Comparing protein expression in Sf9 and Sf21 insect cells
This case study shows how we used mCherry Red Fluorescent Protein to compare recombinant protein expression in Sf9 versus Sf21 insect cells.
One of the well-established eukaryotic expression systems used at Peak Proteins for expressing secreted, intracellular and membrane proteins is the flashBACTM baculovirus insect cell system (licensed from Oxford Expression Technologies (OET). We routinely use Sf9 and Sf21 cultured insect cells isolated from Spodoptera frugiperda (Fall Armyworm). Different clients often express a preference for one cell line over the other and we wanted a better understanding of which cell host is likely to be preferable. Fluorescent proteins, including the monomeric bright red fluorescent protein mCherry derived from dSRed of Discosoma sea anemones, are a powerful tool for cell biology.

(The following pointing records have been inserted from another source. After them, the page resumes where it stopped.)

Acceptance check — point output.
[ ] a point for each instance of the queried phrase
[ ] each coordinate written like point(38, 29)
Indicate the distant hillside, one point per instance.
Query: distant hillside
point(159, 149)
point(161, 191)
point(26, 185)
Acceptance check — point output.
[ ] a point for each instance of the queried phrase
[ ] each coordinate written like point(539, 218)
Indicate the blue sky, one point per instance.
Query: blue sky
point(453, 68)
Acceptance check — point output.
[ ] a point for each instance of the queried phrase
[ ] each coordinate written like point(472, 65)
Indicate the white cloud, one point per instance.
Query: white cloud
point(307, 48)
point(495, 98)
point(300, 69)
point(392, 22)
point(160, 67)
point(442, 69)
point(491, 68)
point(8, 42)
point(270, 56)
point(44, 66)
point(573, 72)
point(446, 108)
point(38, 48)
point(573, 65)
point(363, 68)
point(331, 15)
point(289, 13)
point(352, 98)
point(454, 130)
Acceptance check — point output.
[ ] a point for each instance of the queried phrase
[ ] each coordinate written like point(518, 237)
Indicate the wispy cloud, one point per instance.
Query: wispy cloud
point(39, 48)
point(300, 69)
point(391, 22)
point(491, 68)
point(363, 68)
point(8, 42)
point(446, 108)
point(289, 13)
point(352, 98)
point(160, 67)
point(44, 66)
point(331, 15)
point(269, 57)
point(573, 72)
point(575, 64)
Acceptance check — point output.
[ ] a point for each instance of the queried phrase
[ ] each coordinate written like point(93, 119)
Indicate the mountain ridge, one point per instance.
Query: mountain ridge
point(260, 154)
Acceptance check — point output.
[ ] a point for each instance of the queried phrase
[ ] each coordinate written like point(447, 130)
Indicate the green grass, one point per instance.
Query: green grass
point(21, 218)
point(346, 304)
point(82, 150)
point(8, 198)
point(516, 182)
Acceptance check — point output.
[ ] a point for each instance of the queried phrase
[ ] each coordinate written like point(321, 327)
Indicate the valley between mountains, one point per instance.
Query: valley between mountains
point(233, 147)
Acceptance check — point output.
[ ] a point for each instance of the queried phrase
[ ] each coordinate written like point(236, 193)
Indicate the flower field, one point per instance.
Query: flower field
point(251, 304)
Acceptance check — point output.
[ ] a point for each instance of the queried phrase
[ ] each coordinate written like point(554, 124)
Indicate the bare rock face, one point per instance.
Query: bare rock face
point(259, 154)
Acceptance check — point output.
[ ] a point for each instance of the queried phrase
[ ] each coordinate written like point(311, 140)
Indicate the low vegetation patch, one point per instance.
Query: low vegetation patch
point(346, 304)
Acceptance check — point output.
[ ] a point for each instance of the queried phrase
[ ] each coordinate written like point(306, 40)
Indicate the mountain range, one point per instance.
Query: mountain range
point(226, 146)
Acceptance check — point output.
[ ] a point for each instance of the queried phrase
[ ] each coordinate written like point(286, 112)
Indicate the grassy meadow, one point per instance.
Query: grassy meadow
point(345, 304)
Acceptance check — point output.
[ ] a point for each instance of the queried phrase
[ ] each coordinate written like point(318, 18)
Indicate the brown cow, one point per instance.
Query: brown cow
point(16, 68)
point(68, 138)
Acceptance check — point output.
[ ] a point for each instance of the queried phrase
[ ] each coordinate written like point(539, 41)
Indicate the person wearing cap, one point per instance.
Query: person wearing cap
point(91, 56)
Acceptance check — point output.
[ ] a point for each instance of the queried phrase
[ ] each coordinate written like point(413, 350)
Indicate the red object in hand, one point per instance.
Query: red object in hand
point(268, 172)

We utilised a 6-His tagged mCherry construct to undertake a simple time course in Sf9 and Sf21 cells.
Transfection and Expression of protein in insect cells
Sf9 cells were used to directly generate intracellular mCherry recombinant P0 virus. In this study, either Sf21 cells or Sf9 cells at a point of infection cell density of 2.5x106cells/ml were then infected with this recombinant baculovirus to produce the mCherry red fluorescent protein. Samples were taken at 24 hr, 48 hr, 72 hr and 96 hr post-infection.
Figure 1: Uninfected control on the left. Flask infected with mCherry baculovirus on the right.
Protein purification from insect cells using Nickel affinity.
Sf21 cells infected with recombinant 6His tagged mCherry baculovirus were harvested 48 hours post infection. Cells were spun down and protein was purified from the pellet using Nickel-NTA affinity chromatography. ES-MS/MS peptide-mapping confirmed the presence of mCherry.
Figure 2: Vial with purified mCherry sample in along with an SDS PAGE of the same sample.
Quantification of recombinant mCherry Protein Expression from Sf9 vs Sf21
Purified mCherry was used to create a calibration curve of known concentrations using a 96-well fluorescence microplate reader. Samples taken from Sf9 and Sf21 cells infected with mCherry baculovirus were read on a fluorescence microplate reader. The calibration curve was used to identify the concentration of intracellular mCherry protein expression in each sample taking into account the cell viability.
Figure 3: Graph comparing mCherry expression yields between Sf21 and Sf9 cells over 96 hours.
Conclusion: Sf21 cells expressed protein better than Sf9
There is significantly greater intracellular mCherry protein expression in Sf21 cells compared to Sf9 cells validating why Sf21 cells are our insect cell line of choice for intracellular protein expression. We routinely harvest expression cultures 48 hours post infection with recombinant virus and this study confirms this time-point gives optimum protein expression.
Studies with secreted mCherry recombinant virus are now taking place to further investigate optimum cell lines and conditions for secreted proteins in the flashBACTM baculovirus insect cell system. Furthermore, quantification of secreted or intracellular mCherry expression levels are proving to be valuable controls in our mammalian expression systems, highlighting what a powerful tool mCherry protein is in cell biology protein expression studies.